I am currently a college student living in Tucson AZ, originally from Tempe AZ. I have shot a .357 Colt Python and SigSauer P226 with a friends father at Caswells in Mesa. I am moving into a rather shady neighborhood and wanted to buy a handgun for home defense, CC when I turn 21, and for range shooting on weekends. Problem: I am only 19, almost 20 and thus cannot buy from a federally licensed dealer. Is there any way for me to buy a handgun without breaking the law or waiting until my 21st birthday? 

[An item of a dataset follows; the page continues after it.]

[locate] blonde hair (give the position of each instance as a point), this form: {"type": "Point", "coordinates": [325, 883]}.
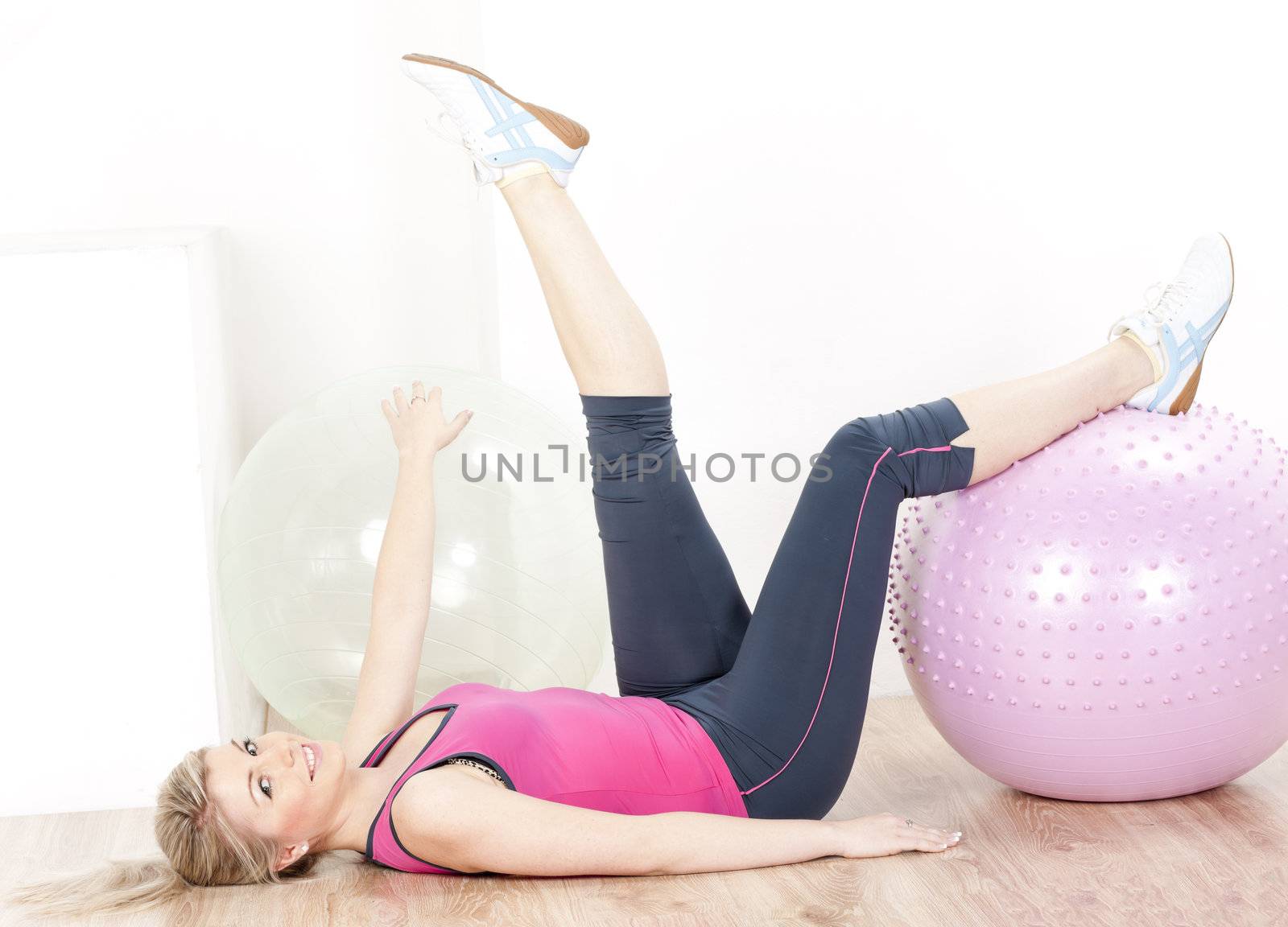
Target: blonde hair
{"type": "Point", "coordinates": [201, 849]}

Also, any suggestions on guns for home defense and CC, preferably 9mm and reasonably priced?
Thanks for any help!


----------



## KingAirDriver (Aug 13, 2006)

Don't know as far as a handgun is concerned. What's the age requirement there to buy a shotgun? Since you can't carry for a couple more years, a shotgun would be excellent for home defense. If you want to go target shooting at the range, maybe you could rent guns until you turn 21? Or go with a buddy and share his? Probably not what you wanted to hear, sorry.


----------



## Mike Barham (Mar 30, 2006)

As I understand AZ law, you can buy a handgun in a private sale (non-FFL) at 18. You may or may not be able to locate a private seller willing to do this, however. You can also receive one as a gift, as from your parents, for example.

You cannot carry until you are 21 and cannot have the pistol on campus. Buying pistol ammo may also be a problem. Since you can't carry, you might actually consider a shotgun, which is an excellent home defense weapon, and holding off on the pistol until you're 21 and can carry.


----------



## BeefyBeefo (Jan 30, 2008)

I would definitely say go for the shotgun. It's GREAT for home defense and it's fun to shoot as well. It sounds like the handgun is too much trouble if even at all possible. Get a nice shotgun and hold off on the handgun for now. I know the feeling of waiting, but it'll be worth it. You can spend the time waiting researching different guns, holding and shooting as many as you can. That way, when you do turn 21, you know exactly what you're doing and looking for. Just my .02

-Jeff-


----------



## big rob (Mar 31, 2008)

I would concentrate on getting a rifle. I feel that a ar-15 or ak-47 would be a good choice at that age. Gettem while you can. You might not be able to later.


----------